Karapetyan, her handsome Romeo, matched her with his beautiful lines
and emotionality. Chalk it up to Tomasson, I thought. In his long directorship he has shown himself to be an impressive choreographer and a formidable stage director.
Tomassons's Swan Lake, famously set at the foot of a majestic black rock,
featured two of his long-time top stars, Yuan Yuan Tan and Tiit Helimets and closed the season in a well-filmed production from 2016. It was a treat
to be able to rewind a scene and replay it by focusing, for example, on nothing but the dancers' feet. In the case of Tan, the owner of the longest
and most eloquent feet, one could be tempted to evoke extravagant metaphors -- like melted butter pouring over the stage; feet like velvet
draped between sky and earth; and so forth.
On another rewind I concentrated on the prima ballerina's arms: after the
first shock of their excessive thinness, these spindly arms created a feathery, fluttery magic with an edge of bony fragility that I had not detected in her
earlier performances of the role.
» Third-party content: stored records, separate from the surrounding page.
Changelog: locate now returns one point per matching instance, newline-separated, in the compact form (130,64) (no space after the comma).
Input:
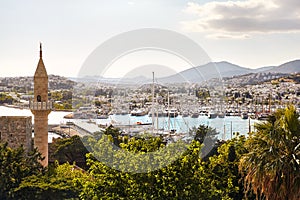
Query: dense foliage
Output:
(15,165)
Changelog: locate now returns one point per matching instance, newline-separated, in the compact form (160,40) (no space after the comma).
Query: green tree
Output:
(271,167)
(62,182)
(70,150)
(15,165)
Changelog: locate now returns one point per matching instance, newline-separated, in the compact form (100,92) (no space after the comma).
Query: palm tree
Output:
(271,168)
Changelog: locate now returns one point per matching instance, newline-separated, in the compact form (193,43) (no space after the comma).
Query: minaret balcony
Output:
(33,105)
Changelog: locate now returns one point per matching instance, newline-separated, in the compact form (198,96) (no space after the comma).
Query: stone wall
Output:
(16,131)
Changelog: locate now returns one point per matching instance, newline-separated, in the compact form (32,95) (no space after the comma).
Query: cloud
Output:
(233,18)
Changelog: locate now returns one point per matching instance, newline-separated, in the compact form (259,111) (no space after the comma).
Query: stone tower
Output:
(40,108)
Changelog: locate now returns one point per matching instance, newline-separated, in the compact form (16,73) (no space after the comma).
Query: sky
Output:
(249,33)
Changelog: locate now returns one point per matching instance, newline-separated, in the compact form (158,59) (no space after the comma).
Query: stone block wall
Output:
(16,131)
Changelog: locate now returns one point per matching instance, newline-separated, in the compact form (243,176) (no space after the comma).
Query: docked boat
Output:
(244,115)
(212,115)
(171,113)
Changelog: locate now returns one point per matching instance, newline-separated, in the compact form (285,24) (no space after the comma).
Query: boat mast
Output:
(152,109)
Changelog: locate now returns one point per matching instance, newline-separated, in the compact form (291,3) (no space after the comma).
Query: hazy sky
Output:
(249,33)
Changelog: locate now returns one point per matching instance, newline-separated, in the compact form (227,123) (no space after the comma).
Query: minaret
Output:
(40,108)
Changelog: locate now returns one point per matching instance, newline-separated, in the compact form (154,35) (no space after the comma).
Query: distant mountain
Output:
(199,74)
(262,69)
(289,67)
(206,72)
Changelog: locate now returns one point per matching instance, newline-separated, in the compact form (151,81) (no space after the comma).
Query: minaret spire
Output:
(41,53)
In addition to this spicy mix of buttery feet and exquisite, breakable arms, Tan's White Swan was a touching portrait of
doomed love, all bittersweet longing and renunciation. Her prince, Tiit Helimets, seemed to envelop her with tenderness, and in his solos he
charmed with picture-book noble pirouettes.
Tan's Black Swan pushed the sly, malicious, raptor-like duplicity with a
bravura that brought the house down. I remember a few ferocious Black Swans (Lorena Feijoo for example) but I've never seen such seductive power of evil.
This peak performance – the sum of the ballerina's refining her art for
twenty-some years – was a worthy closing night for Tomasson's final season. The choreographer/director leaves a powerful legacy, and his way of
planning and managing a virtual season in Covid times was another master stroke. The final curtain call left me with the wish that even in normal
times the audience could repeatedly enjoy and study peak performances in digital form.